Weng Jing-Ru, Bai Li-Yuan, Lin Wei-Yu
Department of Marine Biotechnology and Resources, National Sun Yat-sen University, Kaohsiung, 80424, Taiwan.
Division of Hematology and Oncology, Department of Internal Medicine, China Medical University Hospital, Taichung, 40447, Taiwan.
Phytother Res. 2017 Nov;31(11):1722-1730. doi: 10.1002/ptr.5900. Epub 2017 Aug 30.

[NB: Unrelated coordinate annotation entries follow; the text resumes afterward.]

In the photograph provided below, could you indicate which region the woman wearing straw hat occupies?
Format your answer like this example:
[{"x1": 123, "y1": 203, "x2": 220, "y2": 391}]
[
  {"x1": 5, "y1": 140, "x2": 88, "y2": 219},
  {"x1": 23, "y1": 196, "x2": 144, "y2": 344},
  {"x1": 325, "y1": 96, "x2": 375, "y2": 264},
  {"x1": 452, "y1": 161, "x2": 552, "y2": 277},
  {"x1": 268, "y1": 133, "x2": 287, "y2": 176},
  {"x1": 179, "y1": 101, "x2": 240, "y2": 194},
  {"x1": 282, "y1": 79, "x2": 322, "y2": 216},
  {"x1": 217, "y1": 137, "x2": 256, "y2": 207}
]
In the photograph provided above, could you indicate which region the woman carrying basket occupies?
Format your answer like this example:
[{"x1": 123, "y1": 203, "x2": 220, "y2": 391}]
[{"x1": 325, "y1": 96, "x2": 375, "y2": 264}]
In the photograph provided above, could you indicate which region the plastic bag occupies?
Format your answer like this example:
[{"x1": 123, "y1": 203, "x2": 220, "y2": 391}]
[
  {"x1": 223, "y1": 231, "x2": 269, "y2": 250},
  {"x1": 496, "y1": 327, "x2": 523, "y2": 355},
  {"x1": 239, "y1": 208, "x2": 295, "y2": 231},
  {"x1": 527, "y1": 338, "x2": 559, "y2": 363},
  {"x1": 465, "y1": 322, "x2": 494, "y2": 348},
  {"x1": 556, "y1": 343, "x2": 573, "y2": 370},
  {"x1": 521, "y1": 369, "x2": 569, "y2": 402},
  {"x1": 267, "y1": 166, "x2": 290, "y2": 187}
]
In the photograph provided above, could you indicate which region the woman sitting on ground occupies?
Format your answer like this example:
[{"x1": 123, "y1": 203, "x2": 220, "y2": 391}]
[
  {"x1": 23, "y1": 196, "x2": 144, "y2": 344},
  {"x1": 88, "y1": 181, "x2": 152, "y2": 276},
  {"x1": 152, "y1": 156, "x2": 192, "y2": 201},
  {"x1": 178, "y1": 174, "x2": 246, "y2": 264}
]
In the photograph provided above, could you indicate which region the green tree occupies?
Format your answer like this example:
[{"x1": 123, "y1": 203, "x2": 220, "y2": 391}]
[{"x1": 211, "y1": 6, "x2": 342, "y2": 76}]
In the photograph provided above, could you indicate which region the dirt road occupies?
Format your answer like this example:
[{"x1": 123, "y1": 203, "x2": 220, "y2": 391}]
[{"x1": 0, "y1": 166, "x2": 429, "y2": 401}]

Peroxisome proliferator-activated receptor γ (PPARγ), one of the transcription factors that regulate lipid metabolism and energy use in tumor cells, is a viable target for cancer therapy. In our search for potential PPARγ activator, extracts from five Formosan plants were tested. Among them, Momordica charantia L. showed the highest ability to activate PPARγ, which led us to identify its potential constituents. Among the seven compounds isolated from M. charantia, a triterpenoid, 5β,19-epoxy-19-methoxycucurbita-6,23-dien-3β,25-diol (compound 1), was identified as a PPARγ activator with an IC of 10 μM in breast cancer MCF-7 cells. Flow cytometric analysis indicated that compound 1 induced G1 cell cycle arrest which might be attributable to the modulation of phosphorylation and expression of numerous key signaling effectors, including cyclin D1, CDK6, and p53. Notably, compound 1 downregulated the expression of histone deacetylase 1, leading to increased histone H3 acetylation. Taken together, these findings suggest that compound 1 may have therapeutic applications in cancer treatment through PPARγ activation. Copyright © 2017 John Wiley & Sons, Ltd.
过氧化物酶体增殖物激活受体γ(PPARγ)是调节肿瘤细胞脂质代谢和能量利用的转录因子之一,是癌症治疗的一个可行靶点。在我们寻找潜在的PPARγ激活剂的过程中,对五种台湾植物的提取物进行了测试。其中,苦瓜表现出最高的激活PPARγ的能力,这促使我们确定其潜在成分。在从苦瓜中分离出的七种化合物中,一种三萜类化合物,5β,19-环氧-19-甲氧基葫芦巴-6,23-二烯-3β,25-二醇(化合物1),被鉴定为在乳腺癌MCF-7细胞中IC为10μM的PPARγ激活剂。流式细胞术分析表明,化合物1诱导G1期细胞周期停滞,这可能归因于对包括细胞周期蛋白D1、细胞周期蛋白依赖性激酶6和p53在内的众多关键信号效应器的磷酸化和表达的调节。值得注意的是,化合物1下调组蛋白去乙酰化酶1的表达,导致组蛋白H3乙酰化增加。综上所述,这些发现表明化合物1可能通过激活PPARγ在癌症治疗中具有治疗应用。版权所有©2017约翰威立父子有限公司。